Trust us, they're not as scary as they seem.

Contributing Writer
kendall jackson wedding first dance
Photography by: Jenn Emerling

While some couples prefer to practice their first dance in the living room, some want a little more instruction. Yet most couples are hesitant about signing up for dance lessons, no matter which camp they fall into. They don't feel like a necessity until you're on the dance floor and have no idea what to do. Professional dance instructor Amy Lawrence says she's heard plenty of different excuses for why one or both partners don't want to take lessons, and says almost every single one can be easily dispelled. Furthermore, Lawrence says, there's an important reason why you should be making the most of your first spin as husband and wife: It's one of the few moments you really get to yourselves the entire night, so why not make the most of it? 

 

To help you understand how non-threatening dance lessons really are, Lawrence is sharing the excuses she hears most often, and why they shouldn't stop you from learning a few new moves before the big day. 

 

Related: These Are the Songs That Pack a Wedding Dance Floor, According to the Pros

 

Excuse: "I don't want a routine."

This is something Lawrence hears often, but the truth is you actually don't have to come up with a formal routine during your practice sessions. "Choreography means dance steps that you plan out in order," Lawrence explains. "The opposite of that is what's called lead and follow. In a lead and follow dance, a man will take his partner out onto the dance floor and lead them in moves they are deciding on the spot." In other words—without choreography, you're performing a lead and follow dance without actually knowing how to lead or follow.
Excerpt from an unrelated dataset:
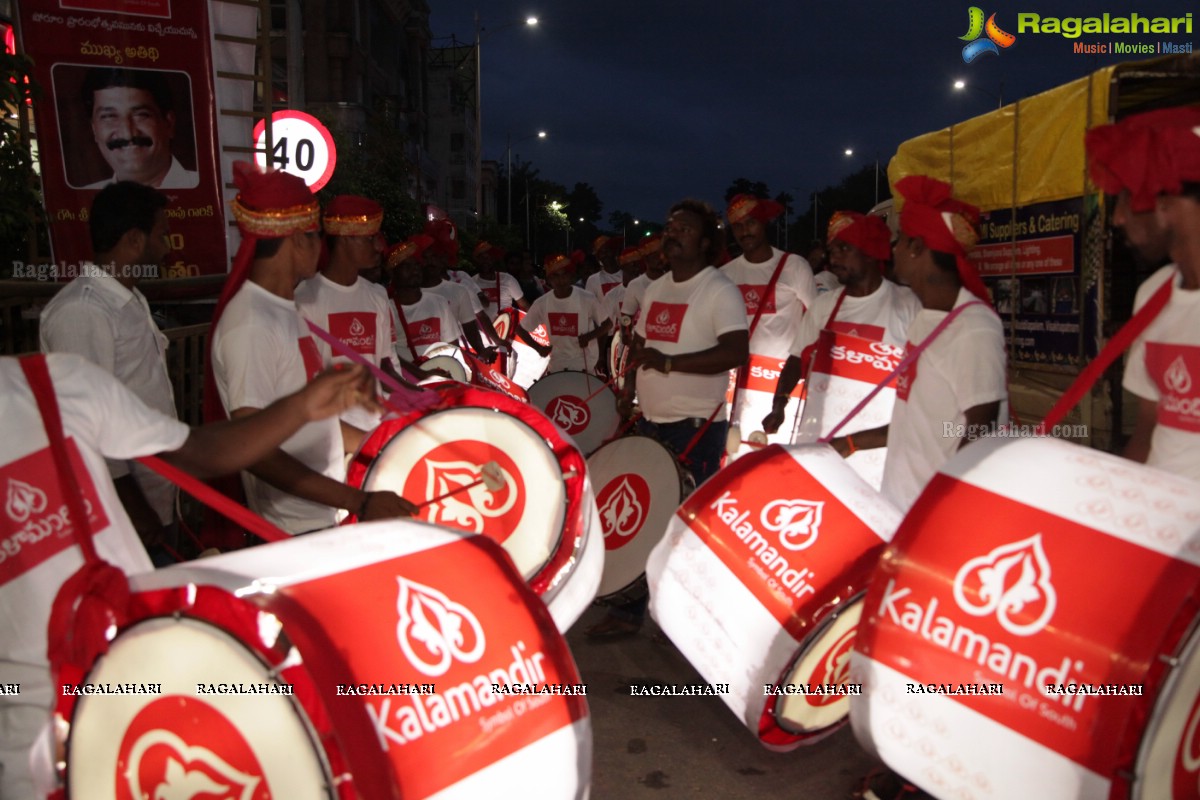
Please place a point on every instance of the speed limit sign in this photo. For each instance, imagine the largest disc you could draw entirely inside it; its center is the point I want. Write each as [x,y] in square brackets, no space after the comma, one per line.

In your dance lessons, you can learn the basic steps so when you hit the dance floor, you actually know what's going on. But you shouldn't discount a routine entirely. Lawrence explains that another—perhaps even better—word for choreography is "plan." And having a plan when 100 of your loved ones are looking on probably isn't a bad idea.

 

Excuse: "I don't have time."

In many cases, Lawrence only spends two weeks with couples before their first dance, which she swears is typically enough time to learn what you need to know. "I teach them the basic steps of a style of dance chosen," Lawrence says. "A number of people don't realize that many dances are a rumba. It's the dance of love, and it's a very popular one for a first dance. When it's stripped down, you have a very basic dance that works with almost any song."

 

Excuse: "I'm going to look silly."

Lawrence says people are more afraid of going to a dance class than jumping out of a plane. Frankly, we believe her. "The first dance is such a big part of our culture, yet no one knows how to dance," she says. "I try to put people at ease and let people know that learning to dance to your song isn't as scary as you think it is." Ultimately, it's two to five steps that you learn and use over and over again. See? That's not scary at all.